In 2009 Juanita became a lead artist in Sunshine Coast’s local ‘Treeline’ project.

She set up a Virtual Treeline Gallery in the on-line world Second Life and curated a series of exhibitions of international artists themed around trees and conservation. She kept a Flickr site, talked in local schools and pecha kucha nights, and on international television. She introduced the international Virtual Treeline artists and their work to the Sunshine Coast community in a projected exhibition and live stream artist talks. She showcased the work of local artists in the virtual gallery. She made virtual installations about her own conservation values. A couple of books were produced about the project and published as print on demand. The National Library of Australia recently acquired one for their collection.

So… now there’s a heap of people on the Sunshine Coast who have an understanding about what I do when I am at the computer, and they know that virtual art is more than putting images up on a website. They’ve met some of Juanita’s friends. They have a sense of ownership. They sometimes call me Juanita. I’m locally known.

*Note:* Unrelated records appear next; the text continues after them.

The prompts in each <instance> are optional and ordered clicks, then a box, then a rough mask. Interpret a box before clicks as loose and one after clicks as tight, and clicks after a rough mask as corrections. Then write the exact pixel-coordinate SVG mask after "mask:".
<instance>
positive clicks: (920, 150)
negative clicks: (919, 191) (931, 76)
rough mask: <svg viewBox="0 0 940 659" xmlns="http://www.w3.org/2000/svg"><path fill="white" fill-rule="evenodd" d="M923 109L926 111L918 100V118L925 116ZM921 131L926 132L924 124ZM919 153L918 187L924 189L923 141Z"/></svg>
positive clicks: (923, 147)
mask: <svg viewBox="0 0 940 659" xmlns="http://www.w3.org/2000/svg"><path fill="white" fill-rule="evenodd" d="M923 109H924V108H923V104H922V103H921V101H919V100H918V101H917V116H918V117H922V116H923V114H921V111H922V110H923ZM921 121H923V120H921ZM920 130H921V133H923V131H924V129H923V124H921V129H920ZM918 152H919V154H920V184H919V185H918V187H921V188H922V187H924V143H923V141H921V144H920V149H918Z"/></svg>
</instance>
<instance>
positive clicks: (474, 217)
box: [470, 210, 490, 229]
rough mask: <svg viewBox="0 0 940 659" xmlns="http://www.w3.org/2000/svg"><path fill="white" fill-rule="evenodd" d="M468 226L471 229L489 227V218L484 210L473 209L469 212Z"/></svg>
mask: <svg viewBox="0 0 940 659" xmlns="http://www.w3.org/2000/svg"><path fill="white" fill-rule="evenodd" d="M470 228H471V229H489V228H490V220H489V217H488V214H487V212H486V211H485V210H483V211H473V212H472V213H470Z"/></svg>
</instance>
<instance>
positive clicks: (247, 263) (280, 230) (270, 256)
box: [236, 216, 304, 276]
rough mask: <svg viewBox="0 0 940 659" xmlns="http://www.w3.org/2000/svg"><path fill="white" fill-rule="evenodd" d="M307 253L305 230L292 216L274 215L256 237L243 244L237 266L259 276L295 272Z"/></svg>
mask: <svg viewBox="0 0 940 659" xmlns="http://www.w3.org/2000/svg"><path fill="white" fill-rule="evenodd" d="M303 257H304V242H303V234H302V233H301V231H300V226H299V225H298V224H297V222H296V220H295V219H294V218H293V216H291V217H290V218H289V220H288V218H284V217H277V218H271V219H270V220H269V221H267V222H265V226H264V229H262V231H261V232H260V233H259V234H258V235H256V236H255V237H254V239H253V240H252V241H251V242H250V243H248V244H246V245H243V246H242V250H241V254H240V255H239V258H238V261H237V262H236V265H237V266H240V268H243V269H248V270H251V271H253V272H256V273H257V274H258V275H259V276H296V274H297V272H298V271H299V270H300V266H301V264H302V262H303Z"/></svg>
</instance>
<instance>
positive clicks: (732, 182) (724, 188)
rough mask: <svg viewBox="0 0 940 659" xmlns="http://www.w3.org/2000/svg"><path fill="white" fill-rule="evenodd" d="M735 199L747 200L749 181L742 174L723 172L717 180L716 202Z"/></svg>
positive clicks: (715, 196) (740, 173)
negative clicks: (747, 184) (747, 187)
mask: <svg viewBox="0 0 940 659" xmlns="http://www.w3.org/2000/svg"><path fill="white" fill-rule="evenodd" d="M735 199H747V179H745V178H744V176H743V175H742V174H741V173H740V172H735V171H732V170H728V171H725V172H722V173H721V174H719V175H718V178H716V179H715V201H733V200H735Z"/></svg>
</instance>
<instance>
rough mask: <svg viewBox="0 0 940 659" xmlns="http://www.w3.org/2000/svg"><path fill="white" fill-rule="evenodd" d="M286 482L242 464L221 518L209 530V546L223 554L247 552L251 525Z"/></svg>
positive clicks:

In 2010 I participated in Neogeography, a Queensland Writers Centre and Sunshine Coast Regional Council project looking at the intersection of writing and technology. While Virtual Treeline attempted to bridge the gap between cyber and local space, I used Neogeography to experiment with value adding to my local community, using my knowledge and skills to help individuals and organisations use digital technology creatively. I chose to focus on ‘Alternative Publishing’ introducing people to simple high and low tech ways to get ideas out there. We started with zines and postcards, but we moved on to You tube, Flickr, blogs, Place Stories and the whole gamut of e-publishing opportunities. Amazingly a lot of this seems so simple these days, but the project started before the first ipad was released.


http://alternativepublishing.info


As well as free community workshops on zines and e publishing I also offered my technical expertise to a local environmental organization that was in the midst of a campaign to have a marine park declared on the Sunshine Coast. I helped them to put together an educational book that is available as print on demand on-line. It’s also a template they are using to find sponsorship for a larger publication. As an adjunct to their campaign I also made a video of a virtual underwater environment using images they had, taken on reefs off the sunshine coast, as the basis for the virtual environment. The video is on their website and has been used in various contexts as part of the campaign.



What I got out of working on this project was not necessarily about the products, or about my own art.

It was about seeing that ‘Pling’ of understanding when someone realizes that technology is something they can use for their own ends. It’s not all bad or difficult.



Working in cyberspace and belonging to global communities does not neces-

sarily mean we have to be less connected to our local communities. We can straddle the boundaries, but it’s certainly not easy. Working in local communities is personally rewarding at that warm fuzzy feeling level. Funders and arts organisations love it. For artists it’s a mixed bag.

People out there are hungry for engagement with technology– they can eat you up and spit you out. Community projects can stifle your ability to get on with more complex and rewarding things, take you away from your global connections. When I look at the number of websites and blogs I maintain and the number of projects I’m now involved in at local level I realize that I have now spread myself very thinly, and I’m in danger of losing track of my own directions and practice. It takes a lot of time and effort to be a successful artist in one community, let alone two or three.

There’s a need for balance. Do artists have to make a choice?